Save and load data and model¶
In this section, we will present how to save and load data and model.
Save data and model¶
When we use the run_recbole()
function mentioned in Use run_recbole,
it will save the best model parameters in training process and its corresponding config settings.
If you want to save filtered dataset and split dataloaders,
you can set parameter save_dataset
and parameter save_dataloaders
to True
to save filtered dataset and split dataloaders.

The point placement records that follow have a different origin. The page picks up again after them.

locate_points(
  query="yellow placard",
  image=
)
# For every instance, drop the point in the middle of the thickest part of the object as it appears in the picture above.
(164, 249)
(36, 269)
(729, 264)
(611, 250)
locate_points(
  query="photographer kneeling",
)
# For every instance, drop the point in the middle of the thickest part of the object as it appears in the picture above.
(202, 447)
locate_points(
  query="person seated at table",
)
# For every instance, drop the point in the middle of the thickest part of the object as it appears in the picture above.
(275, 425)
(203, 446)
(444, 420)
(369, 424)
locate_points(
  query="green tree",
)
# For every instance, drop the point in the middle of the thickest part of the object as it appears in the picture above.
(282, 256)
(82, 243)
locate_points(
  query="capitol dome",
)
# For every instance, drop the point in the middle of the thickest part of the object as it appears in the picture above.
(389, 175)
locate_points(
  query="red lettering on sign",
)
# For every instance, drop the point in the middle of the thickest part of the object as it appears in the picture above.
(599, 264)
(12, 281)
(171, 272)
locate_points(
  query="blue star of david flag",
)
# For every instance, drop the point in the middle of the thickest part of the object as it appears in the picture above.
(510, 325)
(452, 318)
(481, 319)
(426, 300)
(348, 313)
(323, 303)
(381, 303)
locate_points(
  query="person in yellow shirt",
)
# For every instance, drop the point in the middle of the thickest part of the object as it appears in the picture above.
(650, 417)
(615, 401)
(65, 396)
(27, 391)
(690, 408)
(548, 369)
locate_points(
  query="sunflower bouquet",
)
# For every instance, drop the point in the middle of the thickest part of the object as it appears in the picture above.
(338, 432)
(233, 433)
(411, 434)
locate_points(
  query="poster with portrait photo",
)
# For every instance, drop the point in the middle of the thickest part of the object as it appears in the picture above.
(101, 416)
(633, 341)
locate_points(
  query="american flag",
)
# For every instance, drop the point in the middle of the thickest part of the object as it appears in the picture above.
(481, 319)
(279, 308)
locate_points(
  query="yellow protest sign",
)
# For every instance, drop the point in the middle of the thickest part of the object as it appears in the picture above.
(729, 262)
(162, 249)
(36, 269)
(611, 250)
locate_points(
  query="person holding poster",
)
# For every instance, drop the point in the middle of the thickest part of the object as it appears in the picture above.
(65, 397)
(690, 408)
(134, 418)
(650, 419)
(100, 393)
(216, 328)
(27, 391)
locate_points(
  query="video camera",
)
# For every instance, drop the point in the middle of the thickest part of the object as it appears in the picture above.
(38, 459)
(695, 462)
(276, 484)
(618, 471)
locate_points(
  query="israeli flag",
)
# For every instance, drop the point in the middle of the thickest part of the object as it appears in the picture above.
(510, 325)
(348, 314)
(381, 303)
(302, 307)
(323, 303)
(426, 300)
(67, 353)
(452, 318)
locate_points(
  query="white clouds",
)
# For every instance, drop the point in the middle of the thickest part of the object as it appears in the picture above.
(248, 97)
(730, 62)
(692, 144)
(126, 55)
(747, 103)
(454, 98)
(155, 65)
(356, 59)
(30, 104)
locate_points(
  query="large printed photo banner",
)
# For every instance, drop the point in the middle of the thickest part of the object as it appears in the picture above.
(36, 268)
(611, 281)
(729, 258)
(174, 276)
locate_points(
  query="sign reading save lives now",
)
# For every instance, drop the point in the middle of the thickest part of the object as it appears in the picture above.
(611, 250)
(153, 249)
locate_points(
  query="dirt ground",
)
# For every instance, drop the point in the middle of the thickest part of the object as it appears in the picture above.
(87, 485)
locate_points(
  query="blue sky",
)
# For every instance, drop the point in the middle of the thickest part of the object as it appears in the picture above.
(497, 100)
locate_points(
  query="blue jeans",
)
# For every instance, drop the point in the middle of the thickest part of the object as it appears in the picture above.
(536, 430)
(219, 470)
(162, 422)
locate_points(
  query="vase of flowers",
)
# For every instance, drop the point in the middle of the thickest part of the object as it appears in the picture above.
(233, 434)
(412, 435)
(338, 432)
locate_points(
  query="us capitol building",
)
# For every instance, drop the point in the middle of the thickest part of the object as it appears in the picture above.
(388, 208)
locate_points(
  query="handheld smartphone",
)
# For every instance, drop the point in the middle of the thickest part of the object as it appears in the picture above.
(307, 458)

You can refer to Config Introduction for more details about save_dataset
and save_dataloaders
.
Here we present a typical output when two parameters above is True
:
21 Aug 13:05 INFO Saving filtered dataset into [saved/ml-100k-dataset.pth]
21 Aug 13:05 INFO ml-100k
The number of users: 944
Average actions of users: 106.04453870625663
The number of items: 1683
Average actions of items: 59.45303210463734
The number of inters: 100000
The sparsity of the dataset: 93.70575143257098%
Remain Fields: ['user_id', 'item_id', 'rating', 'timestamp']
21 Aug 13:05 INFO Saved split dataloaders: saved/ml-100k-for-BPR-dataloader.pth
21 Aug 13:06 INFO BPR(
(user_embedding): Embedding(944, 64)
(item_embedding): Embedding(1683, 64)
(loss): BPRLoss()
)
Trainable parameters: 168128
Train 0: 100%|█████████████████████████| 40/40 [00:01<00:00, 32.52it/s, GPU RAM: 0.01 G/11.91 G]
21 Aug 13:06 INFO epoch 0 training [time: 1.24s, train loss: 27.7228]
Evaluate : 100%|███████████████████████| 472/472 [00:04<00:00, 94.53it/s, GPU RAM: 0.01 G/11.91 G]
21 Aug 13:06 INFO epoch 0 evaluating [time: 5.00s, valid_score: 0.020500]
21 Aug 13:06 INFO valid result:
recall@10 : 0.0067 mrr@10 : 0.0205 ndcg@10 : 0.0086 hit@10 : 0.0732 precision@10 : 0.0081
21 Aug 13:06 INFO Saving current best: saved/BPR-Aug-21-2021_13-06-00.pth
...
As we can see, the filtered dataset is saved to saved/ml-100k-dataset.pth
,
the split dataloaders are saved to saved/ml-100k-for-BPR-dataloader.pth
,
and the model is saved to saved/BPR-Aug-21-2021_13-06-00.pth
.
Load data and model¶
If you want to reload the data and model,
you can apply load_data_and_model()
to get them.
You can also pass dataset_file
and dataloader_file
to this function to reload data from file,
which can reduce the time of data filtering and data splitting.
Here we present a typical usage of load_data_and_model()
:
config, model, dataset, train_data, valid_data, test_data = load_data_and_model(
model_file='saved/BPR-Aug-21-2021_13-06-00.pth',
)
# Here you can replace it by your model path.
# And you can also pass 'dataset_file' and 'dataloader_file' to this function.